Cadı avı ve Brüksel'den kopuş
Dojd editörü Ekaterina Kodrikadze, Echo'nun alıntıladığı bir Telegram gönderisinde, hükümetin yasa tasarısıyla AB'den kopma riskini kasıtlı olarak göze aldığını söylüyor:
“Çok sayıda sivil toplum kuruluşu ve bağımsız medya organı, Batılı vakıflardan fon alıyor ve bunlarla yaşıyor - ifade özgürlüğü böyle güvence altına alınıyor. Gürcistan makamları, bu çalışmaları casusluk ve ajan faaliyeti olarak görüyor. Aslında Gürcistan devleti, bizzat AB ve ABD'den muazzam miktarda yardımlar aldığı için kendisini de yabancı ajan olarak sınıflandırabilir. Yasa tasarısı hiç şüphesiz, Gürcistan'da hak ve özgürlüklerin kısıtlanmasına yönelik bir cadı avı başlatılmasına neden olacaktır. Ayrıca bana göre, bu AB'den bilinçli bir kopuştur.”
Gürcüler Avrupa yolunun kapanmasından endişe duyuyor
Yazar Ziemowit Szczerek, Onet.pl'de Ukrayna'daki Maidan hareketiyle paralellikler gördüğünü yazıyor:
“Rus modeline dayanan bu yasa tasarısı, Viktor Yanukoviç'in Avrupa'yla entegrasyona karşı çıkmasıyla o dönem Ukrayna'da benzer bir tepkiye yol açarak, Maidan hareketine ve Rus hegemonyasına karşı isyana neden olmuştu. O zamanki Ukraynalılar gibi, bugün de Gürcüler Batı'ya açılan yollarının aniden kapanmasından endişe duyuyor.”

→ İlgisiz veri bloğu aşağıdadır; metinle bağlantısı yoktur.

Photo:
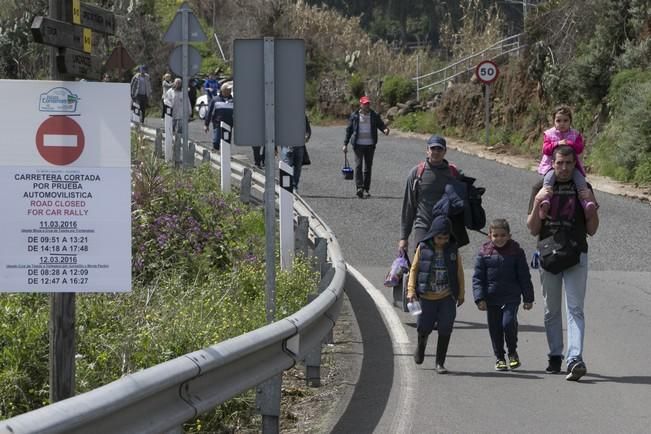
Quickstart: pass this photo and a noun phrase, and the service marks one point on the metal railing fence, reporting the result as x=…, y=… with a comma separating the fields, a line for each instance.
x=438, y=80
x=163, y=397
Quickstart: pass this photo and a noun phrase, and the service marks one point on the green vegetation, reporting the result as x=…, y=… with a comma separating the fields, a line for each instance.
x=198, y=279
x=397, y=89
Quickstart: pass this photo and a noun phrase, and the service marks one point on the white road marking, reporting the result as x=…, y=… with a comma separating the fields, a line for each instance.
x=402, y=420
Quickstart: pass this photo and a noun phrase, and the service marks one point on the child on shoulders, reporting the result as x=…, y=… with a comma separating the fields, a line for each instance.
x=562, y=134
x=501, y=279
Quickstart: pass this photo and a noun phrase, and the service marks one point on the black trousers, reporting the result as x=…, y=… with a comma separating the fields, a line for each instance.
x=258, y=156
x=143, y=102
x=503, y=326
x=363, y=165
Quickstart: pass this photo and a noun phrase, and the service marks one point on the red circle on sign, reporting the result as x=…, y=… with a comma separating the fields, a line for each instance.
x=60, y=140
x=487, y=71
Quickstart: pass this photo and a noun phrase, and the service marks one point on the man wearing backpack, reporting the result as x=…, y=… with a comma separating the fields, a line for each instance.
x=425, y=186
x=566, y=216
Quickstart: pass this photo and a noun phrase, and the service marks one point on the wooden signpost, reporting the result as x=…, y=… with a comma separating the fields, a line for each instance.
x=90, y=16
x=70, y=57
x=73, y=36
x=61, y=34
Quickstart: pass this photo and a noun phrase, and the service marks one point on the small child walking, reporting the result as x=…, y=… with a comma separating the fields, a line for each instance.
x=501, y=279
x=436, y=277
x=562, y=134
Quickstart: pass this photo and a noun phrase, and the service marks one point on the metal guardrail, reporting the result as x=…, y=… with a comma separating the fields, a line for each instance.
x=163, y=397
x=467, y=64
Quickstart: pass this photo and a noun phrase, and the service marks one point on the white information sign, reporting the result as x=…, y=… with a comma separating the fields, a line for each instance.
x=65, y=172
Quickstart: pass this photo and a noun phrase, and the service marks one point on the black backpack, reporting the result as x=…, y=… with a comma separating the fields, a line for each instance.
x=474, y=215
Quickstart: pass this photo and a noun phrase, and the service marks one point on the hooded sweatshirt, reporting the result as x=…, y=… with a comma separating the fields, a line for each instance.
x=437, y=273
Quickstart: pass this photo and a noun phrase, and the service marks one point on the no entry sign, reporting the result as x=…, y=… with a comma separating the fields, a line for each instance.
x=60, y=140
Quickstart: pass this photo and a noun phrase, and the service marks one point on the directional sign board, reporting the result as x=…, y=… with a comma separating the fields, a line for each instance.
x=86, y=15
x=487, y=71
x=249, y=91
x=176, y=60
x=60, y=34
x=174, y=32
x=78, y=64
x=119, y=59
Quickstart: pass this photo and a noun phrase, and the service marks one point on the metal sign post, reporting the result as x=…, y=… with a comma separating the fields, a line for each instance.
x=225, y=156
x=262, y=70
x=185, y=28
x=487, y=73
x=286, y=210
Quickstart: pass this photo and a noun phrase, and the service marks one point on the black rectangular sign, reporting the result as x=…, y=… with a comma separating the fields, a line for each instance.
x=86, y=15
x=78, y=64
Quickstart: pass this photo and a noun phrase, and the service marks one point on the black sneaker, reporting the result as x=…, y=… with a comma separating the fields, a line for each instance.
x=576, y=370
x=554, y=366
x=500, y=365
x=514, y=361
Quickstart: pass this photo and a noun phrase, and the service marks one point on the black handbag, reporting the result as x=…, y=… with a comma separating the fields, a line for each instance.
x=559, y=252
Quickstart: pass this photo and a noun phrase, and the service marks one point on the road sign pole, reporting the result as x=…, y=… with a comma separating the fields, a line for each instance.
x=187, y=159
x=286, y=211
x=269, y=169
x=62, y=305
x=487, y=113
x=268, y=399
x=226, y=135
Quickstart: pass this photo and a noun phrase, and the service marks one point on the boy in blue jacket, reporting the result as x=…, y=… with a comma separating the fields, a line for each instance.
x=500, y=281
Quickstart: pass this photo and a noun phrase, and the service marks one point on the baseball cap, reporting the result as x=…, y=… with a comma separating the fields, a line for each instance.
x=436, y=142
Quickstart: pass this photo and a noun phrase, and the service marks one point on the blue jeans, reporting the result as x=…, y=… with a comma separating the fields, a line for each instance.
x=503, y=327
x=294, y=157
x=575, y=280
x=441, y=312
x=216, y=137
x=363, y=165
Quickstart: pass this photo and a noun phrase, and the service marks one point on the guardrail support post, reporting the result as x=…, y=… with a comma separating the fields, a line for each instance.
x=245, y=186
x=300, y=240
x=321, y=254
x=191, y=151
x=313, y=359
x=158, y=144
x=177, y=150
x=268, y=404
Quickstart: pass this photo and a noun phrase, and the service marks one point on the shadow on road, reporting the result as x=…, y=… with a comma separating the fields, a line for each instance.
x=371, y=394
x=352, y=196
x=468, y=325
x=524, y=375
x=591, y=378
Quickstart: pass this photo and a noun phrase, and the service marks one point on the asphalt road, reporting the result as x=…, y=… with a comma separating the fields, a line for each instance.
x=613, y=397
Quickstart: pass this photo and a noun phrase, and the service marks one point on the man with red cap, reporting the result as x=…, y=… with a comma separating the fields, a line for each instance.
x=361, y=132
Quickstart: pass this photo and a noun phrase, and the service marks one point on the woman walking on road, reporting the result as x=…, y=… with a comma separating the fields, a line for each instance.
x=362, y=133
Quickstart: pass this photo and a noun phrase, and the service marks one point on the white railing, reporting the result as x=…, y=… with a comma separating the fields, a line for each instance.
x=438, y=80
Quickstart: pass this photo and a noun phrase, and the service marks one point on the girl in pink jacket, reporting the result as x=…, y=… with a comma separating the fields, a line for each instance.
x=562, y=134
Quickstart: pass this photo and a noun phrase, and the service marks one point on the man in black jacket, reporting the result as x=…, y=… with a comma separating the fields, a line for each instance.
x=362, y=133
x=425, y=186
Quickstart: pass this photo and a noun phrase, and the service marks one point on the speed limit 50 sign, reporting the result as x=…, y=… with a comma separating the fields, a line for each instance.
x=487, y=71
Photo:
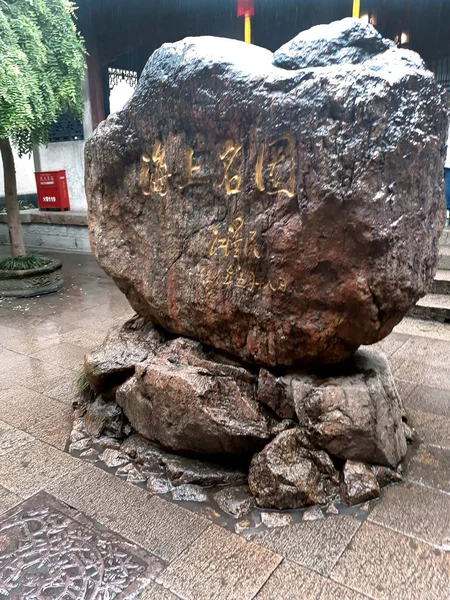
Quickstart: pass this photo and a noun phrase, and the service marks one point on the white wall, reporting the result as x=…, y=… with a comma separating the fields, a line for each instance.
x=55, y=157
x=70, y=157
x=26, y=183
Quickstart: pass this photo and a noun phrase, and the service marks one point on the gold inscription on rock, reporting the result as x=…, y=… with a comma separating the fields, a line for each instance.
x=274, y=170
x=279, y=174
x=236, y=242
x=235, y=276
x=190, y=170
x=154, y=175
x=231, y=179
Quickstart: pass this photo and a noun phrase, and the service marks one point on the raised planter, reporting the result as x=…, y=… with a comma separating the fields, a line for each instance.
x=31, y=282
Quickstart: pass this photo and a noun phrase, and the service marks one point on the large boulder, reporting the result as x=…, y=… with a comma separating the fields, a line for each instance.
x=353, y=410
x=187, y=402
x=279, y=211
x=289, y=473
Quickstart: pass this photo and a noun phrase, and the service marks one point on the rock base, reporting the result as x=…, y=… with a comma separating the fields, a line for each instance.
x=179, y=417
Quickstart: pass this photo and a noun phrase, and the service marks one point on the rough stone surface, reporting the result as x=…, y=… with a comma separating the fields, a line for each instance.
x=358, y=484
x=313, y=513
x=275, y=519
x=273, y=392
x=113, y=458
x=283, y=216
x=353, y=411
x=342, y=42
x=104, y=418
x=157, y=484
x=189, y=493
x=114, y=360
x=288, y=473
x=186, y=402
x=236, y=501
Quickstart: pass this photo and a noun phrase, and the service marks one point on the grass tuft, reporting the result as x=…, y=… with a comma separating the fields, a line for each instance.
x=82, y=385
x=23, y=263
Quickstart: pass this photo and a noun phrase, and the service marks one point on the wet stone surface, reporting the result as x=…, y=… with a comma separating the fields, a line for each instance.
x=215, y=491
x=50, y=551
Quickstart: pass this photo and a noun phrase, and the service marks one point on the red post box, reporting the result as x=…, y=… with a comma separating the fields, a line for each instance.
x=52, y=190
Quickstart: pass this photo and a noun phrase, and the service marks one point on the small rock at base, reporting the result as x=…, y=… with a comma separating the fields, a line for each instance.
x=313, y=513
x=105, y=441
x=90, y=454
x=276, y=519
x=156, y=484
x=104, y=417
x=113, y=458
x=359, y=484
x=332, y=509
x=410, y=433
x=125, y=469
x=189, y=493
x=242, y=526
x=80, y=444
x=288, y=473
x=135, y=476
x=236, y=501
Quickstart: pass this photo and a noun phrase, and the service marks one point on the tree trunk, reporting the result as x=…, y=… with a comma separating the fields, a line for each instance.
x=12, y=205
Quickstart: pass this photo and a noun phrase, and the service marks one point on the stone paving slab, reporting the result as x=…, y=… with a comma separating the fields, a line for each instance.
x=156, y=592
x=28, y=469
x=63, y=354
x=429, y=399
x=11, y=439
x=316, y=545
x=36, y=374
x=220, y=565
x=433, y=352
x=8, y=499
x=423, y=373
x=414, y=510
x=157, y=525
x=432, y=429
x=54, y=432
x=50, y=551
x=292, y=582
x=386, y=565
x=24, y=408
x=431, y=467
x=423, y=328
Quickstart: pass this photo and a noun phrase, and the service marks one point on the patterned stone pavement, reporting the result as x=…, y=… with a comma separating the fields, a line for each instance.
x=69, y=530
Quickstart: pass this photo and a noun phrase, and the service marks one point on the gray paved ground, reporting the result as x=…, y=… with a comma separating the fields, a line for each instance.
x=131, y=537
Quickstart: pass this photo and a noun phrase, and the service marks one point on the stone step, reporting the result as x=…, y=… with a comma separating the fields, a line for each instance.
x=433, y=306
x=444, y=258
x=441, y=283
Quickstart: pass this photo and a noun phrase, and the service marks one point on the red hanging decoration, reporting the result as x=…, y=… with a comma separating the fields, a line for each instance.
x=246, y=8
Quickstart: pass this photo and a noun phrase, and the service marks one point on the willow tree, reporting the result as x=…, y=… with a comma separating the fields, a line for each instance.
x=41, y=74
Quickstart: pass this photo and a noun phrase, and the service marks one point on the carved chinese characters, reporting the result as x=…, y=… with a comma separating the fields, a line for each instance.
x=274, y=171
x=280, y=213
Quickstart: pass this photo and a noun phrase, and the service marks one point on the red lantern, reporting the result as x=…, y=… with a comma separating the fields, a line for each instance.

Putin'in etkisi dikkat çekici
Postimees endişeli:
“Gürcistan'da olay yaratan yabancı ajanlar yasası, 2012'de Rusya'da yürürlüğe giren aynı adlı yasaya her bakımdan benziyor. Özgür düşüncenin toptan bastırılması ve Rusya’nın nihai çöküşü o zaman başlamıştı. Putin’in Gürcistan’daki mevcut yönetim üzerindeki etkisinin, Rusya’nın baskıcı yasalarını şimdiden kopyalayacakları kadar büyük olması şaşırtıcı. Gürcistan hükümetinin, Rusya Ukrayna’yı işgal ettikten sonra halkın tutumuyla açıkça çelişen, hayli tereddütlü bir tavır alması dikkat çekmişti.”
Tek umutları AB bayrağı
El Mundo, Brüksel’in bir şeyler yapması gerektiği kanısında:
“Putin’in 2008’de işgal ettiği, topraklarının beşte birini ele geçirdiği ve bugün Ukrayna’da patlayan barut fıçısının ilk fitilini ateşlediği Gürcistan’ın üzerinde bir kez daha Kremlin’in gölgesi geziniyor. Basının ve sivil toplum kuruluşlarının sesini kesmeyi amaçlayan yasa tasarısı, binlerce Gürcüyü sokağa döktü. ... Demokrasi gayeleri ve AB’ye katılma hayalleri suya düşmek üzere. Gürcistan, AB bayrağını bir işaret fişeği gibi sallıyor ve ülkenin adaylık statüsü almasını bugüne değin reddeden Brüksel’den yardım istiyor. ... Rusya’nın arka bahçesinde kopan yangın başka bölgeleri sarmadan AB’nin bu alarm sesine kulak vermesi gerekiyor.”